Il est donc clair que la Commission n’entend et n’évalue aucun témoignage, et qu’elle agit plutôt sur la foi de renseignements. Elle exerce des fonctions d’enquête sans la présence de parties opposées : il n’y a pas d’avocat pour défendre les intérêts de l’État, et le détenu en liberté conditionnelle n’a pas de « preuve à réfuter » comme telle. [...]

(Voir aussi l’arrêt Ouellette c Canada (Attorney General), 2013 CAF 54 au para 66 [Ouellette].)

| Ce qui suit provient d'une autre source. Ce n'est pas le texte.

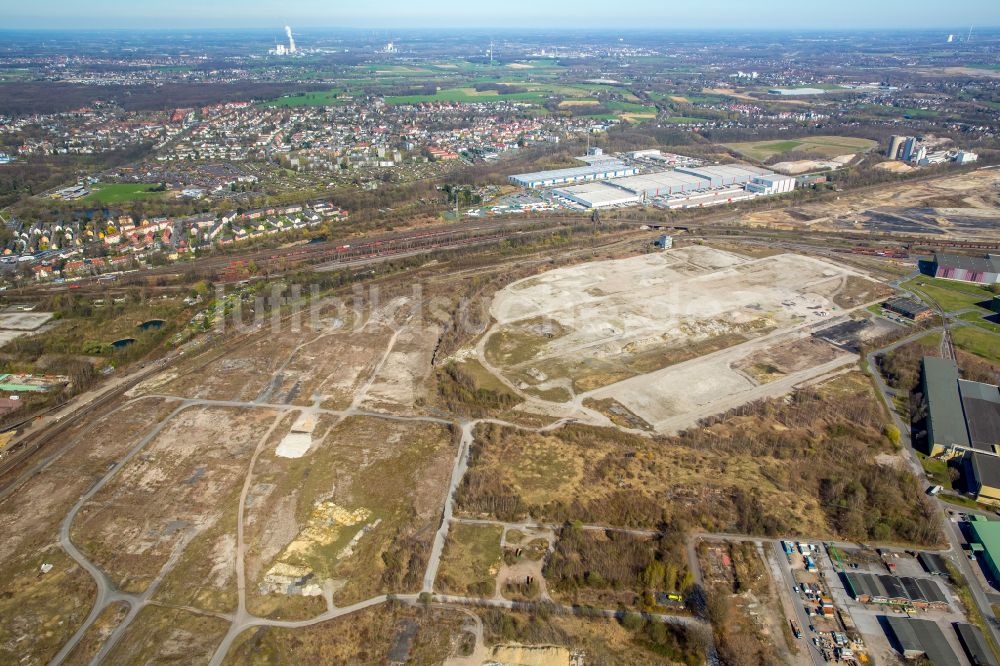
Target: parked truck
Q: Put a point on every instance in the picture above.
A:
(795, 628)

[91] Bien que les Cours aient clairement établi que la Commission joue un rôle inquisitoire et prend ses décisions plutôt sur la foi de renseignements recueillis dans le cadre d’une enquête, et non pas au cours d’une procédure contradictoire formelle (Mooring; Ouellette), la Commission est tenue, au titre de l’article 100.1 de la Loi, de considérer la protection de la société comme la considération la plus importante lorsqu’elle est saisie d’un dossier, ce qui comprend l’évaluation de la question de savoir si un délinquant pose un risque inacceptable pour la société. La Commission doit donc porter une attention particulière aux circonstances et évaluer si elle impose le moyen le moins restrictif.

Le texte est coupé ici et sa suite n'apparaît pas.